The Nusra Front also took over the town of Minnig in Aleppo Province, on the outskirts of the city. Its fighters ordered all other US-backed rebels there to disband and turn their weaponry over to them,. As a result, there are already only two effective fighting forces in the Aleppo province now: The Nusra Front and the Syrian Army.
Another report by Associated Press confirmed that the “moderate rebels” that Washington is trying to boost “are instead hemorrahaging on multiple fronts". Some of their leaders have been killed. “This is the end of the Free Syrian Army," said Alaa al-Deen, an opposition activist in Idlib, referring to Western-backed militant groups. He added that in recent weeks dozens of leaders of “moderate” terrorist groups have been eliminated.
For the United States, the defeat of these groups, which had been trying to present as successful examples of its efforts in Syria, is a humiliating blow at the time that the US administration is increasing the training of rebels.

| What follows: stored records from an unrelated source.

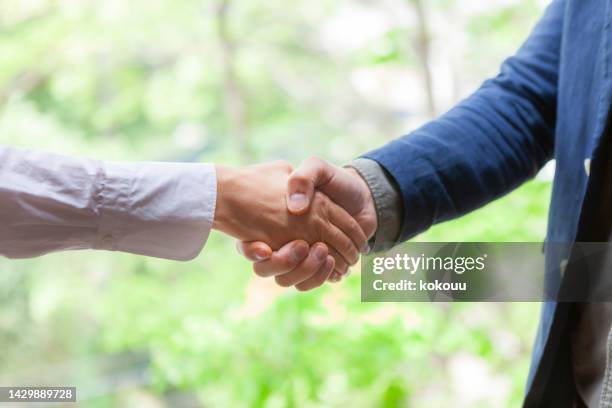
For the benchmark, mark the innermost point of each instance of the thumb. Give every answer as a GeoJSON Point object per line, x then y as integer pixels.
{"type": "Point", "coordinates": [254, 251]}
{"type": "Point", "coordinates": [311, 175]}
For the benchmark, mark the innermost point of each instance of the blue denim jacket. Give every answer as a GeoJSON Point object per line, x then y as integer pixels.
{"type": "Point", "coordinates": [550, 100]}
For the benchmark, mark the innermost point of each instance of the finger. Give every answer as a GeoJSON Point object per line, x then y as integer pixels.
{"type": "Point", "coordinates": [312, 174]}
{"type": "Point", "coordinates": [307, 269]}
{"type": "Point", "coordinates": [341, 266]}
{"type": "Point", "coordinates": [337, 240]}
{"type": "Point", "coordinates": [347, 224]}
{"type": "Point", "coordinates": [254, 251]}
{"type": "Point", "coordinates": [319, 278]}
{"type": "Point", "coordinates": [284, 260]}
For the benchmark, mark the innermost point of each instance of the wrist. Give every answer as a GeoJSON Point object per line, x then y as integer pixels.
{"type": "Point", "coordinates": [226, 177]}
{"type": "Point", "coordinates": [367, 200]}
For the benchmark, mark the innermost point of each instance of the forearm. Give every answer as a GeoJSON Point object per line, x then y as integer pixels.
{"type": "Point", "coordinates": [51, 203]}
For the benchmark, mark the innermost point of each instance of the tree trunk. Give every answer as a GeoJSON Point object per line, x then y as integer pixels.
{"type": "Point", "coordinates": [423, 47]}
{"type": "Point", "coordinates": [235, 101]}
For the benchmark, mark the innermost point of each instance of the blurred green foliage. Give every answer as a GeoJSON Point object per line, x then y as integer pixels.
{"type": "Point", "coordinates": [238, 82]}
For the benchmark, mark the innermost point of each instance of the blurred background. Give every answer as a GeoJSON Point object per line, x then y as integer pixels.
{"type": "Point", "coordinates": [239, 82]}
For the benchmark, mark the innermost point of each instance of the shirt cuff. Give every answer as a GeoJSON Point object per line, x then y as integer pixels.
{"type": "Point", "coordinates": [387, 200]}
{"type": "Point", "coordinates": [164, 210]}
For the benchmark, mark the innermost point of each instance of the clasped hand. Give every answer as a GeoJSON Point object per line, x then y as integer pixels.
{"type": "Point", "coordinates": [302, 227]}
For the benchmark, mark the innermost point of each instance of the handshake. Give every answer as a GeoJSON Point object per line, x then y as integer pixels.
{"type": "Point", "coordinates": [303, 227]}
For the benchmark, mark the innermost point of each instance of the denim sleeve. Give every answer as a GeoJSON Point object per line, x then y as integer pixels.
{"type": "Point", "coordinates": [487, 145]}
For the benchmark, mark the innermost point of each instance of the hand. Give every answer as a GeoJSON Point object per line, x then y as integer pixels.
{"type": "Point", "coordinates": [344, 186]}
{"type": "Point", "coordinates": [251, 206]}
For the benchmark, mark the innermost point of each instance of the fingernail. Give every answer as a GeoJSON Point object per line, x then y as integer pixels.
{"type": "Point", "coordinates": [299, 252]}
{"type": "Point", "coordinates": [297, 201]}
{"type": "Point", "coordinates": [320, 253]}
{"type": "Point", "coordinates": [260, 255]}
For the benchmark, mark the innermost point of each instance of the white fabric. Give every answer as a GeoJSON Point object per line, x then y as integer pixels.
{"type": "Point", "coordinates": [52, 203]}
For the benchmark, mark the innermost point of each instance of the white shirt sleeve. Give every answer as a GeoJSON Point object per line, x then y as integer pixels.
{"type": "Point", "coordinates": [53, 203]}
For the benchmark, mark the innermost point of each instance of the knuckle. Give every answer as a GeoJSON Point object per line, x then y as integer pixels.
{"type": "Point", "coordinates": [283, 281]}
{"type": "Point", "coordinates": [285, 165]}
{"type": "Point", "coordinates": [303, 287]}
{"type": "Point", "coordinates": [314, 160]}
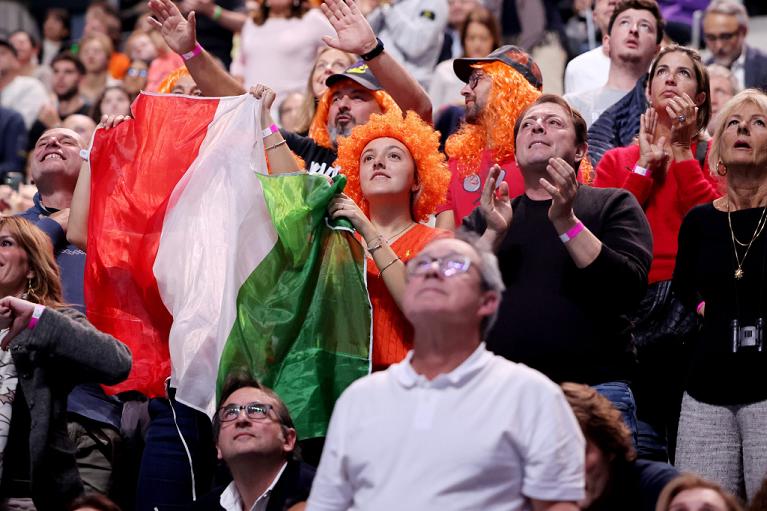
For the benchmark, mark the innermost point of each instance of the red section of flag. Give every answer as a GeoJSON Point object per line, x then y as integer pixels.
{"type": "Point", "coordinates": [134, 169]}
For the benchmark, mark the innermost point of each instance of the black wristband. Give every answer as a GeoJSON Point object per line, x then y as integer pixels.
{"type": "Point", "coordinates": [374, 52]}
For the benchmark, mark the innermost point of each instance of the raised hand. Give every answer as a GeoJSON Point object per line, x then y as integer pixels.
{"type": "Point", "coordinates": [354, 32]}
{"type": "Point", "coordinates": [343, 206]}
{"type": "Point", "coordinates": [112, 121]}
{"type": "Point", "coordinates": [179, 33]}
{"type": "Point", "coordinates": [684, 120]}
{"type": "Point", "coordinates": [204, 6]}
{"type": "Point", "coordinates": [495, 204]}
{"type": "Point", "coordinates": [652, 153]}
{"type": "Point", "coordinates": [263, 92]}
{"type": "Point", "coordinates": [562, 186]}
{"type": "Point", "coordinates": [15, 314]}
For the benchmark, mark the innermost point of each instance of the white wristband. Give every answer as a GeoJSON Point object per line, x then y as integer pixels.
{"type": "Point", "coordinates": [641, 170]}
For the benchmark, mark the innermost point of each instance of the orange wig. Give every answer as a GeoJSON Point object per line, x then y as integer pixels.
{"type": "Point", "coordinates": [318, 130]}
{"type": "Point", "coordinates": [511, 95]}
{"type": "Point", "coordinates": [423, 144]}
{"type": "Point", "coordinates": [170, 81]}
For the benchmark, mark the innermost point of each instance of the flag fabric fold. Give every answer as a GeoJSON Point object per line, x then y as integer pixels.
{"type": "Point", "coordinates": [222, 268]}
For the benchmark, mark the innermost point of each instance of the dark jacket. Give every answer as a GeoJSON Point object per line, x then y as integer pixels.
{"type": "Point", "coordinates": [62, 350]}
{"type": "Point", "coordinates": [293, 487]}
{"type": "Point", "coordinates": [755, 68]}
{"type": "Point", "coordinates": [619, 124]}
{"type": "Point", "coordinates": [13, 141]}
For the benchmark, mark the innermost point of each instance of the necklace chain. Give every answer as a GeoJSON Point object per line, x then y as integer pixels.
{"type": "Point", "coordinates": [735, 241]}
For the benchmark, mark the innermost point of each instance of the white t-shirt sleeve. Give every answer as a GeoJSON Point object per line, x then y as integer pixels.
{"type": "Point", "coordinates": [332, 489]}
{"type": "Point", "coordinates": [554, 448]}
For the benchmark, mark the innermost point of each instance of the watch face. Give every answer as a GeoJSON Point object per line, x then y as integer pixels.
{"type": "Point", "coordinates": [472, 183]}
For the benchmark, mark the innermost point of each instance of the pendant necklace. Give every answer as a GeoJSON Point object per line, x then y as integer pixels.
{"type": "Point", "coordinates": [735, 241]}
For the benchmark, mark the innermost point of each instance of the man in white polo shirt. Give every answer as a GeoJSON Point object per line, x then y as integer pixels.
{"type": "Point", "coordinates": [452, 427]}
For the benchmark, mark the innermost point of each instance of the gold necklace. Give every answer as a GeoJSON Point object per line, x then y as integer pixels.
{"type": "Point", "coordinates": [735, 242]}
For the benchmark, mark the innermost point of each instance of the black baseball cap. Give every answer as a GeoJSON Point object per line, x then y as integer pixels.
{"type": "Point", "coordinates": [360, 73]}
{"type": "Point", "coordinates": [510, 55]}
{"type": "Point", "coordinates": [7, 44]}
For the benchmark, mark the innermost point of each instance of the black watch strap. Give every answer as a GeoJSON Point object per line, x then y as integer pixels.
{"type": "Point", "coordinates": [374, 52]}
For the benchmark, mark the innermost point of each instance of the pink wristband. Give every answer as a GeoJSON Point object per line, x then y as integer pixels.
{"type": "Point", "coordinates": [193, 53]}
{"type": "Point", "coordinates": [572, 233]}
{"type": "Point", "coordinates": [35, 316]}
{"type": "Point", "coordinates": [271, 130]}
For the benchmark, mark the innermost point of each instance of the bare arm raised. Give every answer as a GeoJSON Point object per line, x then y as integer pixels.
{"type": "Point", "coordinates": [180, 35]}
{"type": "Point", "coordinates": [354, 35]}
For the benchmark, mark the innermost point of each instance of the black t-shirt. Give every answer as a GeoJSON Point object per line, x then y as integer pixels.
{"type": "Point", "coordinates": [705, 270]}
{"type": "Point", "coordinates": [569, 323]}
{"type": "Point", "coordinates": [316, 157]}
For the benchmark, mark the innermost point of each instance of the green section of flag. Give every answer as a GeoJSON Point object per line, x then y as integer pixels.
{"type": "Point", "coordinates": [303, 316]}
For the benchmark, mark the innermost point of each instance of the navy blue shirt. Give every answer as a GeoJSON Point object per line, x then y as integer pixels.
{"type": "Point", "coordinates": [87, 399]}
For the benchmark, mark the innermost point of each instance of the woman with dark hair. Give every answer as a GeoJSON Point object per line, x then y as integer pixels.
{"type": "Point", "coordinates": [47, 349]}
{"type": "Point", "coordinates": [721, 270]}
{"type": "Point", "coordinates": [689, 492]}
{"type": "Point", "coordinates": [666, 171]}
{"type": "Point", "coordinates": [278, 41]}
{"type": "Point", "coordinates": [115, 100]}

The Syrian population is also becoming fed up of these terrorists who are supported by the US, Turkey and Saudi Arabia. While Washington has been selling the idea that these people, who largely share the extremist ideology of their new enemies, are “freedom fighters” Syrian people consider them just as terrorists, bandits and brutal exploiters. In Douma, the main rebel stronghold in Eastern Gouta, near Damascus, several clashes occurred on November 14 after an attack by the inhabitants of the city against a grocery store controlled by a rebel group.

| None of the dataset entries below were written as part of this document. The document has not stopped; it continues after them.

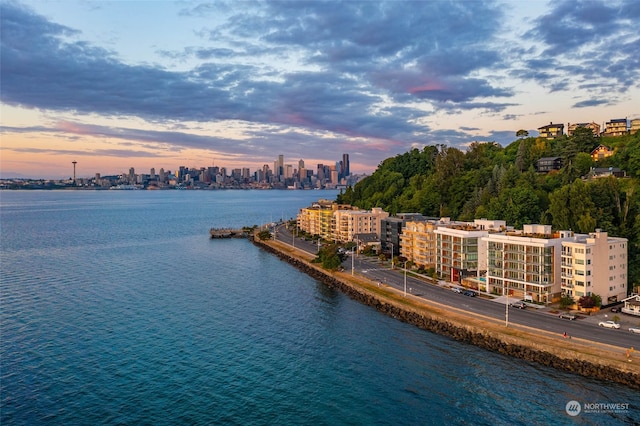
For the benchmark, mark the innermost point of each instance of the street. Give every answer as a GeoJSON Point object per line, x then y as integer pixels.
{"type": "Point", "coordinates": [541, 318]}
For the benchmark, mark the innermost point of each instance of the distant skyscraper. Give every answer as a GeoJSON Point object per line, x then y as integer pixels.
{"type": "Point", "coordinates": [345, 165]}
{"type": "Point", "coordinates": [280, 169]}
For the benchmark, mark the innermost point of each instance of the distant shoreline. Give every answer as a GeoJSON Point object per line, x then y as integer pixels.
{"type": "Point", "coordinates": [599, 361]}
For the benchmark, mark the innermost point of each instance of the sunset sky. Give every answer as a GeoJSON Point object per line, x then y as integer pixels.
{"type": "Point", "coordinates": [120, 84]}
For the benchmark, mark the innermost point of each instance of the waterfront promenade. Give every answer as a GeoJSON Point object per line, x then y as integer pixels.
{"type": "Point", "coordinates": [578, 355]}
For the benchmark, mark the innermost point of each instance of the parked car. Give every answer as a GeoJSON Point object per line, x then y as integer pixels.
{"type": "Point", "coordinates": [568, 316]}
{"type": "Point", "coordinates": [609, 324]}
{"type": "Point", "coordinates": [519, 305]}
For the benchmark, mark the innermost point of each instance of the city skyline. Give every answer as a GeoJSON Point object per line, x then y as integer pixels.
{"type": "Point", "coordinates": [114, 85]}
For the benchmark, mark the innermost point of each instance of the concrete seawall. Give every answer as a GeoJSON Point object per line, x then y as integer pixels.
{"type": "Point", "coordinates": [603, 362]}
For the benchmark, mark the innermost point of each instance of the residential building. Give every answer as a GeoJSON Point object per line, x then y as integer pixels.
{"type": "Point", "coordinates": [616, 127]}
{"type": "Point", "coordinates": [548, 164]}
{"type": "Point", "coordinates": [318, 218]}
{"type": "Point", "coordinates": [598, 172]}
{"type": "Point", "coordinates": [595, 264]}
{"type": "Point", "coordinates": [595, 128]}
{"type": "Point", "coordinates": [524, 264]}
{"type": "Point", "coordinates": [392, 229]}
{"type": "Point", "coordinates": [347, 223]}
{"type": "Point", "coordinates": [551, 131]}
{"type": "Point", "coordinates": [459, 252]}
{"type": "Point", "coordinates": [601, 152]}
{"type": "Point", "coordinates": [418, 241]}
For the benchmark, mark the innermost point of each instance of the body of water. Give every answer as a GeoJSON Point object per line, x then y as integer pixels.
{"type": "Point", "coordinates": [117, 308]}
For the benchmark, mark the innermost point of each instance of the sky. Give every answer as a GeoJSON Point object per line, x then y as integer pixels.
{"type": "Point", "coordinates": [120, 84]}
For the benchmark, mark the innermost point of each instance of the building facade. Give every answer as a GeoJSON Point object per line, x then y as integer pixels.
{"type": "Point", "coordinates": [595, 264]}
{"type": "Point", "coordinates": [551, 131]}
{"type": "Point", "coordinates": [616, 127]}
{"type": "Point", "coordinates": [348, 223]}
{"type": "Point", "coordinates": [459, 251]}
{"type": "Point", "coordinates": [595, 128]}
{"type": "Point", "coordinates": [524, 264]}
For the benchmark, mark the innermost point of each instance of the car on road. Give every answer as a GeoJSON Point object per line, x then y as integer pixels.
{"type": "Point", "coordinates": [519, 305]}
{"type": "Point", "coordinates": [609, 324]}
{"type": "Point", "coordinates": [568, 316]}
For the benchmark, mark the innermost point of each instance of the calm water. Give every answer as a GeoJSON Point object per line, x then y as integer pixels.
{"type": "Point", "coordinates": [116, 308]}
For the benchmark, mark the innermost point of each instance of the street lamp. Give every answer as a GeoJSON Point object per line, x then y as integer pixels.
{"type": "Point", "coordinates": [506, 309]}
{"type": "Point", "coordinates": [353, 255]}
{"type": "Point", "coordinates": [405, 278]}
{"type": "Point", "coordinates": [391, 255]}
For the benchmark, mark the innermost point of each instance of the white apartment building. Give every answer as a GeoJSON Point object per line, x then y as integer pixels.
{"type": "Point", "coordinates": [595, 264]}
{"type": "Point", "coordinates": [525, 263]}
{"type": "Point", "coordinates": [459, 249]}
{"type": "Point", "coordinates": [418, 242]}
{"type": "Point", "coordinates": [348, 223]}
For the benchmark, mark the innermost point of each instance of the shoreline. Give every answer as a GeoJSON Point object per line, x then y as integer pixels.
{"type": "Point", "coordinates": [588, 359]}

According to the opposition Syrian Observatory for Human Rights, based in London, the riots began when residents of the Syrian city tried to break into the store in charge of the takfiri group "Army of Islam" affiliated to the so-called Islamic Front. Both are led by Zahran Allush, an agent of Saudi Arabia.
“Guardians of the store opened fire on citizens and some of the latter fired, in turn, against them”, a resident said. Several people were injured in the clashes, which continued the following day in parts of Douma. “People are hungry, the city is under siege and the Army of Islam only distributes the food and medicines received from the Red Cross among its members. They charged artificially high prices to the rest of the inhabitants and made people starved. This led residents to rise up”.
On the other hand, the US and Saudi patronage of these “moderate rebel groups” have convinced Syrians that they are just mercenaries who seek to impose foreign control over Syria and put an end to the prominent role that the country has played in the Middle East for decades. Therefore, Syrians will fight these forces in order to maintain the independence of their country.
Moreover, US support for terrorist groups in Syria violates the international law, which prohibits states from giving aid to foreign insurgents seeking to overthrow the legal governments of other countries.
In this sense, US actions against Syria are a threat for the whole international community and the international legal framework. They are also a proxy war against Syria´s allies, especially Iran, Russia and China.
In short, the new US plans in Syria are only a recognition that the previous strategy against ISIL both in Iraq and Syria has failed. However, instead of drawing the right lessons from this failure, the first of which is that any successful strategy against terrorism in Syria needs the cooperation of the Syrian Army and State, which are the most effective forces in the anti-ISIS fight, the US Administration sticks once and again to the failed strategy of supporting non-existent “moderate rebels”. It means that there is not a new strategy but an escalation that has been going on in recent months and which will become a more serious failure of the US foreign policy.